Özel Haber

“Hikâyesi olan insanları vakanüvis gibi tarihe not düşüyorum”

“Resimlerimdeki karakterleri izlerken kullandığım renkler, semboller ve hikayelerde kendinizden bir parça bulabilirsiniz.” diyen Ressam Sinan Dağ ile çizgilerle ve renklerle olan hikayesini konuştuk.

2008 yılından beri Ankara’da sanat atölyesinde çalışmalarını sürdüren Ressam Sinan Dağ dekor ve müze projeleri de gerçekleştiriyor. Sıradan insan tiplemeleri ve hikâyelerini kendi oluşturduğu soyut figüratif tarzda resmeden sanatçı, “Sade ve çeşitli imgeler kullanarak vermem gereken mesajı iletiyorum. Bir nevi etrafımdaki hikayesi olan insanları vakanüvis gibi tarihe not düşüyorum.” diye ifade ediyor.

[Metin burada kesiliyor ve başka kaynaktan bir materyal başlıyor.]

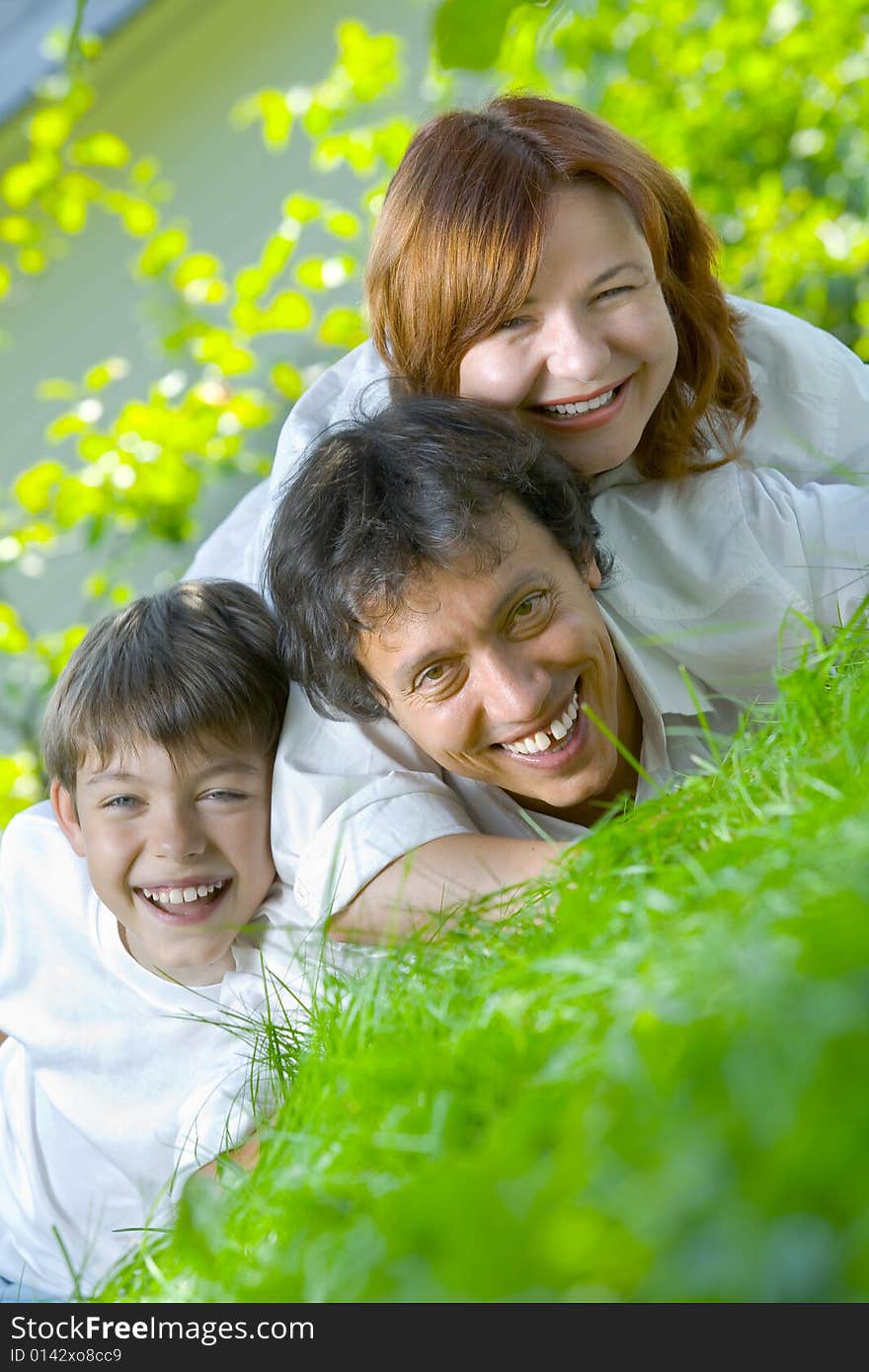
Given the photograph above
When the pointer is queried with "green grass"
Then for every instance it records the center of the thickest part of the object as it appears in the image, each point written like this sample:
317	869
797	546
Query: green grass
650	1086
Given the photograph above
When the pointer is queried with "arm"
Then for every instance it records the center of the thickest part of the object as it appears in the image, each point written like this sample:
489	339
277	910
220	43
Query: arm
418	890
246	1156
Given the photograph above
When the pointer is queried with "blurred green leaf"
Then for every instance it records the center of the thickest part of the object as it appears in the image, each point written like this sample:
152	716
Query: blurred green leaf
468	34
162	250
342	328
101	150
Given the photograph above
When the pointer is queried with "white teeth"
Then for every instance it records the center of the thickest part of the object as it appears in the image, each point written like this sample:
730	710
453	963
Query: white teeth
580	407
558	730
182	894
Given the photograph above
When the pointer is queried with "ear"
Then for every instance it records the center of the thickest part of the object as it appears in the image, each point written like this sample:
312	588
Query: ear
66	815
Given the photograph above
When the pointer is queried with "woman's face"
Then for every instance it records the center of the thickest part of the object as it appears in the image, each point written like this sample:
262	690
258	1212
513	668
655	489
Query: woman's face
592	350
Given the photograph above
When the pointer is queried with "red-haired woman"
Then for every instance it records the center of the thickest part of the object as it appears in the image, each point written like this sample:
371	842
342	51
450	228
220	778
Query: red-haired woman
533	257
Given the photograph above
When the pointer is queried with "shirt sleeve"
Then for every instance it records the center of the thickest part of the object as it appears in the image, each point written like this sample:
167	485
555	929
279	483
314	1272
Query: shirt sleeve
348	800
236	548
817	537
813	424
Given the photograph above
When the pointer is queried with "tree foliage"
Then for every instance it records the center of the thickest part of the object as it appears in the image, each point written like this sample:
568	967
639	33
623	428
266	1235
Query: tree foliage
760	108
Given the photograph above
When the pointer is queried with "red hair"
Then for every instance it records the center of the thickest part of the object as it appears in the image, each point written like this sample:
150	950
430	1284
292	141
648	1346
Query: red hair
459	240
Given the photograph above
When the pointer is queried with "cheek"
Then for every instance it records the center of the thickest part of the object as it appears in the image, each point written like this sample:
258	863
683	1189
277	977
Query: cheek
489	373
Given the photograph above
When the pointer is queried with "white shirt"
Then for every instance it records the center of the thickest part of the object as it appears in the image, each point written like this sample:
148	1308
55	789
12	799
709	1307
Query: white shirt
115	1083
707	570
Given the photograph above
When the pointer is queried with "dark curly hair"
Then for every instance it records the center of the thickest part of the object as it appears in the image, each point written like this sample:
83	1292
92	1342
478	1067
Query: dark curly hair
378	502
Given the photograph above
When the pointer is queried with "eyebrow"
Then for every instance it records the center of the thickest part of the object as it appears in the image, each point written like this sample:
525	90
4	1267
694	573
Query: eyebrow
526	579
213	770
602	276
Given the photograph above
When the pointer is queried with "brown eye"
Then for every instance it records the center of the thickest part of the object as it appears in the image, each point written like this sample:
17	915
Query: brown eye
433	675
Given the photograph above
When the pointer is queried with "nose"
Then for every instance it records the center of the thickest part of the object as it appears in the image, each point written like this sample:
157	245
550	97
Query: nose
513	688
178	832
576	348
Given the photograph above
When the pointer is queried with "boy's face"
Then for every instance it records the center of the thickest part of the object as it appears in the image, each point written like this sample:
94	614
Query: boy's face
180	855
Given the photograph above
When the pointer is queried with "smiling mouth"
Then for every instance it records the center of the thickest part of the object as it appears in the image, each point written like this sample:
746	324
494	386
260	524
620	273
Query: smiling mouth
168	896
551	739
186	904
572	409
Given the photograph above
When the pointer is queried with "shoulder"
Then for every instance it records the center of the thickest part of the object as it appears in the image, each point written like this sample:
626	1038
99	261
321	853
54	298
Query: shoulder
815	397
38	862
353	386
788	352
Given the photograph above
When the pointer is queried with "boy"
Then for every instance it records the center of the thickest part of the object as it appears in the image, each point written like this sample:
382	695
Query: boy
136	918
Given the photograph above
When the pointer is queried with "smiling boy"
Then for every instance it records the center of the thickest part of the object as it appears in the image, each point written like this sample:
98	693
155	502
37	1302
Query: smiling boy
141	921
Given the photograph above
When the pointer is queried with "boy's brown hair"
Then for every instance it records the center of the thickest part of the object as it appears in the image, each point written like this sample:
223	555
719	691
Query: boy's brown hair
186	667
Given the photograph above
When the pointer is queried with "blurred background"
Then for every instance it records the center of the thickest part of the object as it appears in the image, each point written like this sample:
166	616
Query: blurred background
187	193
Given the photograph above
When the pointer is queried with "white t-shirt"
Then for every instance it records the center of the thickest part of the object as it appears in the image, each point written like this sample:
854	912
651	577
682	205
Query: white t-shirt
115	1084
706	571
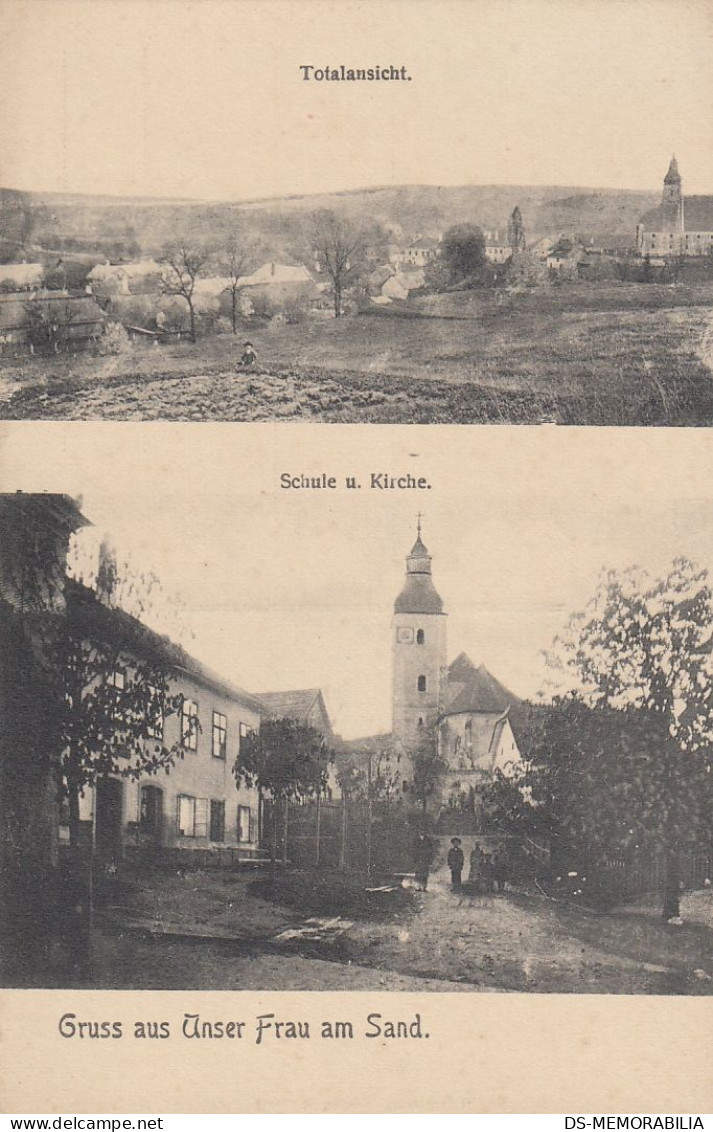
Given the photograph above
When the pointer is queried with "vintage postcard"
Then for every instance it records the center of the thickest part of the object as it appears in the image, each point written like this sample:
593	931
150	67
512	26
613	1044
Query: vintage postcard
422	727
327	211
355	770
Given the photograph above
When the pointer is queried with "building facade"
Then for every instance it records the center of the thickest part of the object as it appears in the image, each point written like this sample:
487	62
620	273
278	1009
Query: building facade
466	709
196	805
679	225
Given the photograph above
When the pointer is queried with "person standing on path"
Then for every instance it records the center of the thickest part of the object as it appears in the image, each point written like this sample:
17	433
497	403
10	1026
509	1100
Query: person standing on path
455	864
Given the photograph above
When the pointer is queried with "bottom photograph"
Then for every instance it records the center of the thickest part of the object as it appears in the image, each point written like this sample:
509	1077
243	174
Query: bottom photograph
263	734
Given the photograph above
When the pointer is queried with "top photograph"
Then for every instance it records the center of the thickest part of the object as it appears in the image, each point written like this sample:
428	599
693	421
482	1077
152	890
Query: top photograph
310	211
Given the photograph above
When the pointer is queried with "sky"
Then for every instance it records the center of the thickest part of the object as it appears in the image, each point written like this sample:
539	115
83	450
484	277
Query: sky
290	589
205	99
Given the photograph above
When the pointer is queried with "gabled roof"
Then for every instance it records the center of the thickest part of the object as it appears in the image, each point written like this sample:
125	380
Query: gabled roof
276	273
297	704
472	688
89	616
697	215
22	273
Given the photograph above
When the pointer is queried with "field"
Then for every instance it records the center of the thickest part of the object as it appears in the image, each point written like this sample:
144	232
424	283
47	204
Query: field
573	354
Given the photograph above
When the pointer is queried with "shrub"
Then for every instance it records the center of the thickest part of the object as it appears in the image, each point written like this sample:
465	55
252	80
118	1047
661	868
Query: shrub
116	340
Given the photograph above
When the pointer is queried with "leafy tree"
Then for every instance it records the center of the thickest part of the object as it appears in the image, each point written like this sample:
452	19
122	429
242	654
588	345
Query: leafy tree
112	683
286	760
183	264
516	231
368	774
340	247
428	768
641	655
462	251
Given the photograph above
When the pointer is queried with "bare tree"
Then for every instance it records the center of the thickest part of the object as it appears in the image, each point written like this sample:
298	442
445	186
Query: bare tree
516	231
182	266
234	263
340	247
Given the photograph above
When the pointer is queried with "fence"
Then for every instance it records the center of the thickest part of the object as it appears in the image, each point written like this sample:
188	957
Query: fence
374	838
636	873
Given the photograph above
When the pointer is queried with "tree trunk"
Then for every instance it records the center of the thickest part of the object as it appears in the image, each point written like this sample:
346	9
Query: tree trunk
318	829
343	851
273	858
75	825
671	886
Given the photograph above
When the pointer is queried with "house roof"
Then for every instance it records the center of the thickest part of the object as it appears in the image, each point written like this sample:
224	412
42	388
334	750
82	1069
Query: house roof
276	273
131	269
472	688
298	703
22	273
697	215
114	626
14	310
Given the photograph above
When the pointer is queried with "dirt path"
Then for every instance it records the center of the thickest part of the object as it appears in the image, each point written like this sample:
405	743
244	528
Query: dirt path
506	942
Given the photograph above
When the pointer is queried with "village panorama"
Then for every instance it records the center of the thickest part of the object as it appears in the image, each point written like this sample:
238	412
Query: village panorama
168	825
473	305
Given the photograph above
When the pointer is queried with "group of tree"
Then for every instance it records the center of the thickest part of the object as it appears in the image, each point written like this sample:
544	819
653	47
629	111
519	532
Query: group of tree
621	759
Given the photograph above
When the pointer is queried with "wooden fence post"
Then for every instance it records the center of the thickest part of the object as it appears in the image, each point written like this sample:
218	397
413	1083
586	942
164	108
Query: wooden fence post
318	828
343	852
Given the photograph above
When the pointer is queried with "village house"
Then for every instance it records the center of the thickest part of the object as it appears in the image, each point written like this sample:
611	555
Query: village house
497	248
679	225
48	322
105	281
280	284
419	253
196	805
307	705
565	258
467	711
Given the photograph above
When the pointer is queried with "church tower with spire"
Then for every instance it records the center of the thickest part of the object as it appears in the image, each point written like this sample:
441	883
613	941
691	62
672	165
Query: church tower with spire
418	649
672	205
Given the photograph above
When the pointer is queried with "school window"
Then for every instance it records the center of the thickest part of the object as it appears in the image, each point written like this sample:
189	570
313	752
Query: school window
189	725
154	726
243	731
220	735
192	816
217	821
243	823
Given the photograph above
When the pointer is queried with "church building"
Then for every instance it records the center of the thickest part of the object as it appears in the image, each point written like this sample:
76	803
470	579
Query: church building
679	225
469	709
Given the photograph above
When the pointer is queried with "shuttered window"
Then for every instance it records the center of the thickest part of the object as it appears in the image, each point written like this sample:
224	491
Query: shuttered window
192	816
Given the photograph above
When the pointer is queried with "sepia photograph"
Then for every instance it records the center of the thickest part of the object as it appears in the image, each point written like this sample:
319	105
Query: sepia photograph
501	216
267	730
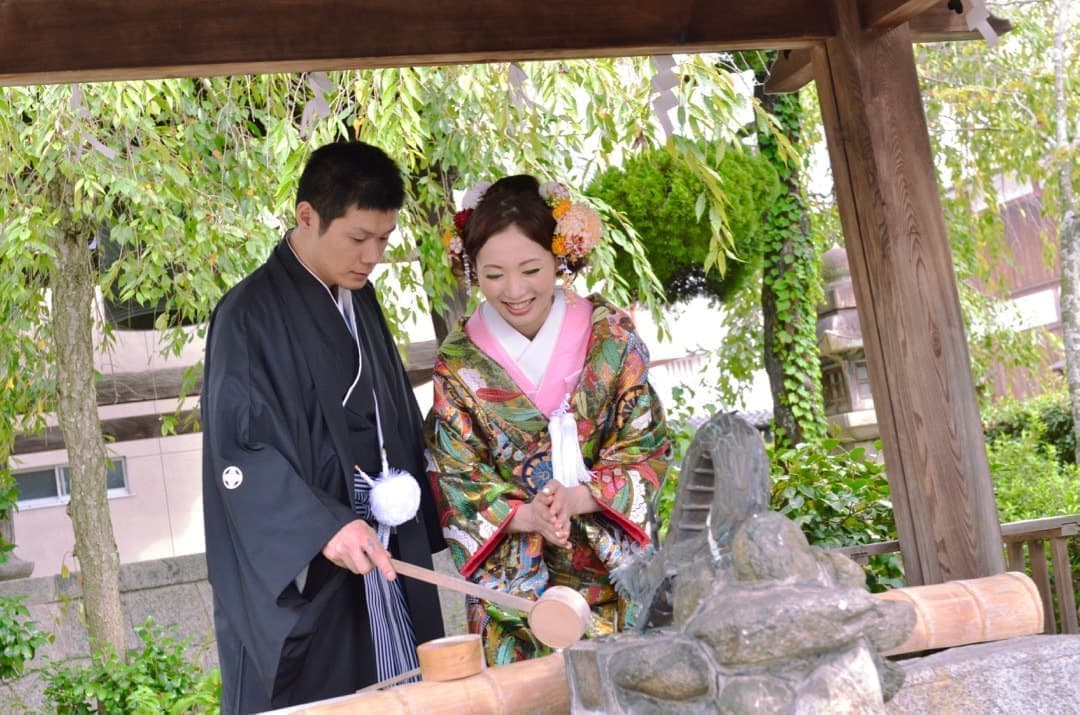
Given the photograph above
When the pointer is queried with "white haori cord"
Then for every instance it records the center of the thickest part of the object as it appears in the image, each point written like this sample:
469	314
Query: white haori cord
568	466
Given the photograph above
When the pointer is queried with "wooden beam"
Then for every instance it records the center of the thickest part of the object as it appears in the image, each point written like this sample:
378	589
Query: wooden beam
880	14
43	41
908	307
935	23
940	24
791	71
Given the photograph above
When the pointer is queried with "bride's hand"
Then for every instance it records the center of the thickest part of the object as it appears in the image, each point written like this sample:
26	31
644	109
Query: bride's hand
536	517
566	502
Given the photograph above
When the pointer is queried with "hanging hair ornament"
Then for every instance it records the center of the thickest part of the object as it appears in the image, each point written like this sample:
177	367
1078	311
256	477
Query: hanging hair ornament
451	238
578	227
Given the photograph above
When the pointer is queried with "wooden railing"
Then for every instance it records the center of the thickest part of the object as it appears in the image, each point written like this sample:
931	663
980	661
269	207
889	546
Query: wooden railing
1034	534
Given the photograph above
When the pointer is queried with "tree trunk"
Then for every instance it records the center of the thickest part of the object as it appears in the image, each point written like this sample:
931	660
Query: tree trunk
790	283
1070	225
446	320
95	547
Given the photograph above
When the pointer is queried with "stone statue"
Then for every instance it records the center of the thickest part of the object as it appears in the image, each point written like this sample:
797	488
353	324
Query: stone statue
739	612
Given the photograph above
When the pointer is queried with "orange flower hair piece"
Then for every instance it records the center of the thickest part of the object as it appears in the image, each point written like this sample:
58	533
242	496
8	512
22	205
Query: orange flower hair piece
578	227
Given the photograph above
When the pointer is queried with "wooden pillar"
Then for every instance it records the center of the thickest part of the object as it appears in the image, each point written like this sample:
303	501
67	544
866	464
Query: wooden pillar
908	306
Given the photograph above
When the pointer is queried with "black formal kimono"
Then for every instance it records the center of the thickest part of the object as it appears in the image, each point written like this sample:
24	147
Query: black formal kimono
279	450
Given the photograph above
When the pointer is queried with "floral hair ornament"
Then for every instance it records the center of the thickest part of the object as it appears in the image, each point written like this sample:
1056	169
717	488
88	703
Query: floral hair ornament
578	227
451	238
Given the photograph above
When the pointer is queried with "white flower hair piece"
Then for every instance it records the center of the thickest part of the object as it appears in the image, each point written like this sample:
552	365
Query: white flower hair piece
554	191
473	196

• Eğitiminiz ve kısa bir özgeçmişinizle başlayalım isterseniz. Sinan Dağ kimdir? Bize kısaca kendinizi anlatır mısınız?

Mantı yemeyi seven, çeşitli branşlarda spor yapan, Beşiktaş taraftarı, karikatürle ilgilenen, okuyan, izleyen, dinleyen,1989 kışında Ankara’da doğan ve eğitim hayatını aynı şehirde tamamlayan bir sanatçıyım. Gazi Üniversitesi Resim Öğretmenliği Programı’nı 2013 yılında tamamladım.  2008 yılından beri Ankara’da bir sanat atölyem var ve çalışmalarımı akademi dışında burada sürdürüyorum. Resim ve heykel başta olmak üzere birçok farklı disiplinde üretimler yapıyorum. Eserlerim pek çok karma ve kişisel sergide yer aldı ve önemli koleksiyonlara dahil oldu. Ayrıca dekoratör olarak da çalışıyorum. Sahne sanatları, dizi-film ve müze uygulamaları benim diğer çalışma alanlarım diyebilirim. Türkiye’de kamu ve özel sektörde birçok projede görev sanatçı ve uygulayıcı olarak görev aldım.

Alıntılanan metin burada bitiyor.